At the same time, it shows that T-DXd plus durvalumab and platinum chemotherapy is not a viable strategy in this previously treated population. The toxicity profile, especially in the cisplatin arm and with ILD/pneumonitis in the carboplatin arm, limits further development.
The broader implication is that HER2 overexpression deserves more attention in NSCLC diagnostic workup. Unlike HER2-mutant NSCLC, HER2-overexpressing NSCLC remains a less clearly defined clinical category, and standardized HER2 IHC assessment in NSCLC is still needed. DESTINY-Lung03 supports the concept that HER2 IHC can identify patients who may benefit from HER2-directed therapy, but also highlights the need for optimized testing frameworks specific to lung cancer.
Limitations
The study has several limitations. It was a phase 1b study with small sample sizes across treatment arms. The monotherapy arm included only 36 patients, and subgroup analyses by HER2 IHC status, EGFR mutation status, and prior EGFR TKI exposure were exploratory.

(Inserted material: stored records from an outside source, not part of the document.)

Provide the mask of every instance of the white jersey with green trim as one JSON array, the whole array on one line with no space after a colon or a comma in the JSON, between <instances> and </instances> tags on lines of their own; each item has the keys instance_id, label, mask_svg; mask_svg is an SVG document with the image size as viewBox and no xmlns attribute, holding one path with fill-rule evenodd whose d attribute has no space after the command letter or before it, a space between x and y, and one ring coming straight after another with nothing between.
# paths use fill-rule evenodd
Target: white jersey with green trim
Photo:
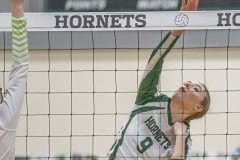
<instances>
[{"instance_id":1,"label":"white jersey with green trim","mask_svg":"<svg viewBox=\"0 0 240 160\"><path fill-rule=\"evenodd\" d=\"M171 159L176 139L169 109L170 99L164 95L159 99L163 101L136 106L132 111L109 152L111 160ZM189 128L185 143L186 154L189 155L191 147Z\"/></svg>"},{"instance_id":2,"label":"white jersey with green trim","mask_svg":"<svg viewBox=\"0 0 240 160\"><path fill-rule=\"evenodd\" d=\"M176 141L170 113L171 99L159 94L157 86L164 58L177 39L169 32L153 50L139 86L135 108L110 149L109 160L171 159ZM186 159L190 159L190 149L188 125Z\"/></svg>"},{"instance_id":3,"label":"white jersey with green trim","mask_svg":"<svg viewBox=\"0 0 240 160\"><path fill-rule=\"evenodd\" d=\"M0 160L15 159L15 136L26 92L28 73L28 41L26 20L12 18L12 59L14 64L0 104Z\"/></svg>"}]
</instances>

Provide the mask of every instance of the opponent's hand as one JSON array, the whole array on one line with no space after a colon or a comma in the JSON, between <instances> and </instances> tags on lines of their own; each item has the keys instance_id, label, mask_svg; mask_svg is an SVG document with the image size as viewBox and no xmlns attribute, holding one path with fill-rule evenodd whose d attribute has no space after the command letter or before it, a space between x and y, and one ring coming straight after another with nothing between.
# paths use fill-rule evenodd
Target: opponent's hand
<instances>
[{"instance_id":1,"label":"opponent's hand","mask_svg":"<svg viewBox=\"0 0 240 160\"><path fill-rule=\"evenodd\" d=\"M187 125L181 122L175 122L173 124L173 133L175 136L186 136Z\"/></svg>"}]
</instances>

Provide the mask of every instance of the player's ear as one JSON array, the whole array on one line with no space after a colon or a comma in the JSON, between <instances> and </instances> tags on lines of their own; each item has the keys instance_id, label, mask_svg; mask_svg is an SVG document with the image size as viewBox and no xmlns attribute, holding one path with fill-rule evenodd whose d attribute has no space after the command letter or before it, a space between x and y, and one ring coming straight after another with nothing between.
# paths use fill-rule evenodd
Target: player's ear
<instances>
[{"instance_id":1,"label":"player's ear","mask_svg":"<svg viewBox=\"0 0 240 160\"><path fill-rule=\"evenodd\" d=\"M204 110L203 106L201 104L195 104L194 110L198 113L202 112Z\"/></svg>"}]
</instances>

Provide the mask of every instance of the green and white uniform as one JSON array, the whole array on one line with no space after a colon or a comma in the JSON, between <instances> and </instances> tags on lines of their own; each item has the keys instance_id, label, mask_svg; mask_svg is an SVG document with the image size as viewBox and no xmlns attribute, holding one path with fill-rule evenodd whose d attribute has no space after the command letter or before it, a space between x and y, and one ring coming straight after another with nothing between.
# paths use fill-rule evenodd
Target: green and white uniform
<instances>
[{"instance_id":1,"label":"green and white uniform","mask_svg":"<svg viewBox=\"0 0 240 160\"><path fill-rule=\"evenodd\" d=\"M109 152L109 160L171 159L175 147L170 111L171 99L157 91L164 58L178 37L170 33L153 50L140 84L134 110ZM160 49L161 54L158 50ZM190 154L189 125L185 155ZM186 159L190 159L186 158Z\"/></svg>"},{"instance_id":2,"label":"green and white uniform","mask_svg":"<svg viewBox=\"0 0 240 160\"><path fill-rule=\"evenodd\" d=\"M0 160L15 159L15 136L28 73L26 20L12 18L12 66L3 103L0 104Z\"/></svg>"}]
</instances>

HER2 overexpression was assessed using available tissue, often archival, and repeat biopsy at progression was encouraged but not required. HER2 expression may change over time or after treatment, which complicates interpretation. EGFR mutation status was assessed retrospectively using plasma ctDNA, which may miss mutations in low-shedding tumors.
Because no formal statistical comparisons were performed, the findings should be interpreted as supportive and hypothesis-generating rather than definitive.
Conclusion
DESTINY-Lung03 Part 1 confirms that T-DXd monotherapy has meaningful antitumor activity in previously treated HER2-overexpressing NSCLC, with a confirmed ORR of 44.4%, median PFS of 8.2 months, and median OS of 17.1 months. The safety profile was manageable and consistent with prior T-DXd experience.
In contrast, T-DXd plus durvalumab and platinum chemotherapy was associated with unacceptable toxicity and does not support further investigation in this previously treated population.
The study reinforces HER2 overexpression as an actionable biomarker in NSCLC and supports broader consideration of HER2 IHC testing in NSCLC diagnostic workflows. The next step is not simply combining more agents, but identifying the right HER2-directed strategy for the right patient.